Monday, November 19, 2007

Not ready to say it sucked until later.

This one really hit home. I tried to write about women changing their stories as time passed a few months back, but this really was well-said. Oftentimes, in those desperate survival times of 24-hour caring for a newborn, we are simply not in ANY position to process, think, mourn, ponder, get angry, question stuff--especially if we have had a hospital birth that we did not want, and especially if our butchered bodies and aching bones and ringing ears are being bombarded with GOOD THING YA WENT TO THE HOSPITAL bullshit, it is very easy to just say yeah yeah uh huh uh huh and go back to our nursing and diapering and scraping out tiny snippets of sleep.

But it don't mean its truth. Our truth. It just means noone knows how to treat a postpartum woman anymore, and noone really gets the power that shutting up and bring hot meals really holds. Anyhow, Pamela nailed it as always :)


Kelley said...

It has taken me years to process the birth of my oldest, and may take many more to process it completely. I certainly believe that the best thing we can do for new moms is just love them and help them as much as we can, but also to be willing to not judge anything she says, and certainly not say, "But at least you have a healthy baby..." That can shut down the healing process, rather than facilitating it.

Great post.

Jill said...

It took me a long time to get properly angry about how my birth happened. The medwife asked me after the birth how I felt, and I just kinda shrugged and mumbled something neutral. I was still reeling from major surgery, I was wondering where my baby was, I wanted to take a shower to get the ook off me but couldn't get out of bed because I had a catheter...did she really expect a thorough, thoughtful response?

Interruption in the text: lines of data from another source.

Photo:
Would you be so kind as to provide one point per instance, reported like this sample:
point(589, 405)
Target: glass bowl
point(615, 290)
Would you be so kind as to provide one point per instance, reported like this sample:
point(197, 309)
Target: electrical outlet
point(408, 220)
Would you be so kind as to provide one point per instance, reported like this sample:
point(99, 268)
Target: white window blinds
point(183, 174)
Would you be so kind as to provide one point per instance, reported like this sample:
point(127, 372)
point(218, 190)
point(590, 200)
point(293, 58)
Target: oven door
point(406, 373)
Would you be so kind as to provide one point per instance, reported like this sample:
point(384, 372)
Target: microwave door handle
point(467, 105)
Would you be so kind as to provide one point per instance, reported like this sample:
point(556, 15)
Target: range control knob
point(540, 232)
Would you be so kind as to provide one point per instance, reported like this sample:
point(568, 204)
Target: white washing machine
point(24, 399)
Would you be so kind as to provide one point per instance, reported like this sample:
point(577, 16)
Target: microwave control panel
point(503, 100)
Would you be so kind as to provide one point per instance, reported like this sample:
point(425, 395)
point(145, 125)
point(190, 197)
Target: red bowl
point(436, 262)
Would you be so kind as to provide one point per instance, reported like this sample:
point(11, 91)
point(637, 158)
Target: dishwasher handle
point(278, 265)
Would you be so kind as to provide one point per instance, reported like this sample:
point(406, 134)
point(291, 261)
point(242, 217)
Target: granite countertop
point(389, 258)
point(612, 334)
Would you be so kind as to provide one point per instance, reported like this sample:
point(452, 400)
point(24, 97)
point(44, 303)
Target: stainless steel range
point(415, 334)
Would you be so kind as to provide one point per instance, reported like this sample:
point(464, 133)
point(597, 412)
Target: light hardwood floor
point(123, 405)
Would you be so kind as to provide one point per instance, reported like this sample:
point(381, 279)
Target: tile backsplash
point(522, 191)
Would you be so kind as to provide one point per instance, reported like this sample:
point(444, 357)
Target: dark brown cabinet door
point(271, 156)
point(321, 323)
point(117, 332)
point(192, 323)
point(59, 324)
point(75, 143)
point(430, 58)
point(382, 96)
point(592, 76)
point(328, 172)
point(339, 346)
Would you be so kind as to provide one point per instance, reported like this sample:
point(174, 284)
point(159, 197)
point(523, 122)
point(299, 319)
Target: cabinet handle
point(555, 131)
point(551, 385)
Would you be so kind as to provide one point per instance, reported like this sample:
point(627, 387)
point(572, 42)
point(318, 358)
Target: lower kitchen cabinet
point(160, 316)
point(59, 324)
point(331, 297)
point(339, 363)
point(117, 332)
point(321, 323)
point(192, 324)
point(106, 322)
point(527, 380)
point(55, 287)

It wasn't till my son was almost 2 years old did it really hit home how wrong it all was, and what should have happened, and what DID happen instead. But of course, no one's going to ask a patient 2 years later how they feel. They'll have already been forgotten by then. :(

Kelley said...

I've thought a lot about this post, and I have to say that you are right on here. It's too bad we couldn't sit our "care" providers down and give them a real talking-to a couple years later after we've had time to think, saying "Listen! You did this to me. What do you have to say for yourself?"